Parce que les horaires ne s’alignaient pas.
Parce que l’un des deux avait encore peur.
Parce que le silence s’est installé avant l’élan.
Et maintenant ?
Tu réécoutes cette chanson.
Tu relis ce mail jamais envoyé.
Tu revis cette nuit… qui n’a pas eu lieu.
On ne guérit pas du presque.
Parce qu’il n’y a pas eu de blessure franche.

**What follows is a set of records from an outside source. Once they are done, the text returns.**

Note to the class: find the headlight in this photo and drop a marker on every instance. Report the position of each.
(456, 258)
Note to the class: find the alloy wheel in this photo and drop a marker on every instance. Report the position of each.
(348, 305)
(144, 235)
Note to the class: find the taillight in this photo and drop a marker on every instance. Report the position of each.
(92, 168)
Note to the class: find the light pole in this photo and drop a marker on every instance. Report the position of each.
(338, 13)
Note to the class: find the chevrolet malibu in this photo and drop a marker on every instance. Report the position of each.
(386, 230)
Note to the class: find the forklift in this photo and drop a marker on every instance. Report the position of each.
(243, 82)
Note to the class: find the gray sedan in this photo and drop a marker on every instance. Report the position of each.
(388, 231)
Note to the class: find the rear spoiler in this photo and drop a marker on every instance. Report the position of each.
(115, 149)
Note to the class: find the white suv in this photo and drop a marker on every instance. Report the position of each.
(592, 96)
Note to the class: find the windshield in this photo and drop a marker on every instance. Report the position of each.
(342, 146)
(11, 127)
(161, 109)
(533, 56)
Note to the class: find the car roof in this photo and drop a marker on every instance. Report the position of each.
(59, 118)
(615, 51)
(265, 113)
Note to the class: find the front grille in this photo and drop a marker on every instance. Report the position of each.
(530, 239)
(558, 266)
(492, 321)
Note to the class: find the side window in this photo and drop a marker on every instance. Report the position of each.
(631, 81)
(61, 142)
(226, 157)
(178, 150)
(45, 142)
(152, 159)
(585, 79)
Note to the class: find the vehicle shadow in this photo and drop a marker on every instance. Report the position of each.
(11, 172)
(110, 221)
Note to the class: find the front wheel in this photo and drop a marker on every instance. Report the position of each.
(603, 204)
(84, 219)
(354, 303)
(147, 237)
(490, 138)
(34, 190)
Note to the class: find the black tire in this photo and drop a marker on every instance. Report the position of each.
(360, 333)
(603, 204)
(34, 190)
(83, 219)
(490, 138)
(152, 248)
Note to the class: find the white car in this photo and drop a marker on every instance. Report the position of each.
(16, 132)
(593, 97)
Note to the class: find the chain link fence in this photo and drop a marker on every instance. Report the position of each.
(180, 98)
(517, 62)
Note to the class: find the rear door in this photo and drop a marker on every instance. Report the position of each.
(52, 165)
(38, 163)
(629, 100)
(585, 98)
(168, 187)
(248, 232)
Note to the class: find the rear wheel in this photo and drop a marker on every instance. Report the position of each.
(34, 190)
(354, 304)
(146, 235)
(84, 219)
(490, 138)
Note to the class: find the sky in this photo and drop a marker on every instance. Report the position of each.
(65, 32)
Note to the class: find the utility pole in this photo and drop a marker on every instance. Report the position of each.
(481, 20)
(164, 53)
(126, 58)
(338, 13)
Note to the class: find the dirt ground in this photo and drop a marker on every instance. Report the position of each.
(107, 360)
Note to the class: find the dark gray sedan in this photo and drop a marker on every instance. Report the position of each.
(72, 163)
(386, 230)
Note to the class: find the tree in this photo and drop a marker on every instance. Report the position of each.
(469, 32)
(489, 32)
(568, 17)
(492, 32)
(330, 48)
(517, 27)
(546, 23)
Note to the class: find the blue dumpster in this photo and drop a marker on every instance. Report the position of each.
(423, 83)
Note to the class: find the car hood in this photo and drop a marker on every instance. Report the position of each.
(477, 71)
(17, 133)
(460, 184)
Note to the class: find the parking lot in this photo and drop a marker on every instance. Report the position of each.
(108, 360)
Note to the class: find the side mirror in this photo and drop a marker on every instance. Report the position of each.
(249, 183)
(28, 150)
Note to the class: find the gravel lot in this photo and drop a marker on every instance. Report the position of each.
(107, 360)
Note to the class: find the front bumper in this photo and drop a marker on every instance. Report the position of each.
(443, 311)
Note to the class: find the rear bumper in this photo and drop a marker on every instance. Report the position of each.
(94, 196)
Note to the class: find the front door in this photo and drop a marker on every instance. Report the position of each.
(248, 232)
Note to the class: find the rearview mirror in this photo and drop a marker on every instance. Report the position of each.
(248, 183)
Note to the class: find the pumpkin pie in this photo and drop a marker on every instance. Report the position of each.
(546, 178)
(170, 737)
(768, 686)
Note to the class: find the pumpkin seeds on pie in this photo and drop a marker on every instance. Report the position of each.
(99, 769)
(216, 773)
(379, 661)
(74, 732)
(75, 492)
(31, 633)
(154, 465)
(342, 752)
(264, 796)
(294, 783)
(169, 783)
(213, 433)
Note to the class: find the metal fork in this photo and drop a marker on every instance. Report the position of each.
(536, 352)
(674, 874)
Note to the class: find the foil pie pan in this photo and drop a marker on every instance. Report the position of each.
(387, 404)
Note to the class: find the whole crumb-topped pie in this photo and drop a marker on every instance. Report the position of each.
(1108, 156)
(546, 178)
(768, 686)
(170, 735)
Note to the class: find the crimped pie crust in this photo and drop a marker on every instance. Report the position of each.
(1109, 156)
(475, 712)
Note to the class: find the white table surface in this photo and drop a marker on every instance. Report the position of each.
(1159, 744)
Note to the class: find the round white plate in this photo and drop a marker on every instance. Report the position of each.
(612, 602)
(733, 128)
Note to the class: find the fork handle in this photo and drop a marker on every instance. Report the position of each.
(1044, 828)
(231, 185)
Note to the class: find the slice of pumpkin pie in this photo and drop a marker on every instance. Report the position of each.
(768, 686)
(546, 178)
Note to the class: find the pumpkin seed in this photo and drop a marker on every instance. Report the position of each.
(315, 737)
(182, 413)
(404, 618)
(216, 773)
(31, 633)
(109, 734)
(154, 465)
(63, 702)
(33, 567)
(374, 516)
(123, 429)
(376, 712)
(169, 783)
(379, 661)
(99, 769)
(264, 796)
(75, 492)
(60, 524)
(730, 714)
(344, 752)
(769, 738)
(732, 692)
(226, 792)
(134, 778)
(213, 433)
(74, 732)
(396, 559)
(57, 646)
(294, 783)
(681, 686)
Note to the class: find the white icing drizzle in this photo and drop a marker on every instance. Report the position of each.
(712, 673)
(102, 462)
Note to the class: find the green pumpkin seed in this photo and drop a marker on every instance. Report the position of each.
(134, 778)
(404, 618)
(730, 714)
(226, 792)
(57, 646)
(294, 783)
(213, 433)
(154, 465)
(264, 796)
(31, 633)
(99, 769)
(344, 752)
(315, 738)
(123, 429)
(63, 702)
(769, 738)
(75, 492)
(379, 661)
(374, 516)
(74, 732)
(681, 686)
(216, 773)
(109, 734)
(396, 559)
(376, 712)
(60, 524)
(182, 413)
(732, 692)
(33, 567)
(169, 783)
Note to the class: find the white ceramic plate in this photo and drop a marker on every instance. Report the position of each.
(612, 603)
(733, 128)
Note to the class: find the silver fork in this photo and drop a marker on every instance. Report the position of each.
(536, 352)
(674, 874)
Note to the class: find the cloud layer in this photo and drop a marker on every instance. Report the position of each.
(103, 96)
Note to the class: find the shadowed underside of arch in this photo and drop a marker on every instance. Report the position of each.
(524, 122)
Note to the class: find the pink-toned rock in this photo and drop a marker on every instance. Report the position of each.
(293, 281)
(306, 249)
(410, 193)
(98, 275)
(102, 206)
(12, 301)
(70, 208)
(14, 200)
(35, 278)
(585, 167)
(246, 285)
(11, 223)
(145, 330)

Seulement une égratignure anticipée.
Une caresse mentale.
Un frisson interrompu.
Cobra se souvient d’un café.
D’un regard.
D’un éclat de rire trop court.
Et surtout,
du moment où il a choisi de ne pas dire ce qu’il pensait.
Il aurait pu.
Mais une petite voix — cynique, prudente, fatiguée — a murmuré :
“À quoi bon ?”
Et le monde a continué.
Sans fracas.
Mais avec une fêlure imperceptible, là, juste au centre du réel.
Il existe des presque-besoins,
des presque-vérités,
des presque-désirs.
Ils flottent autour de nous comme des fantômes polis.
Ils ne font pas de bruit.
Mais ils ne partent jamais.
Dans un tiroir mental, Cobra conserve un carnet invisible.
Chaque page y est dédiée à une phrase qu’il n’a pas prononcée.
Des choses banales, pourtant :
“Je t’attendais.”
“Tu m’as manqué.”
“Je crois que je ressens quelque chose.”
Rien d’exceptionnel.
Mais chacune aurait pu ouvrir un monde.
Et pourtant,
elles sont restées là,
comme des graines sans terre.
Le goût du presque, c’est aussi celui de ces décisions non prises :
– Ce voyage annulé.
– Ce projet rangé dans un dossier “à voir plus tard”.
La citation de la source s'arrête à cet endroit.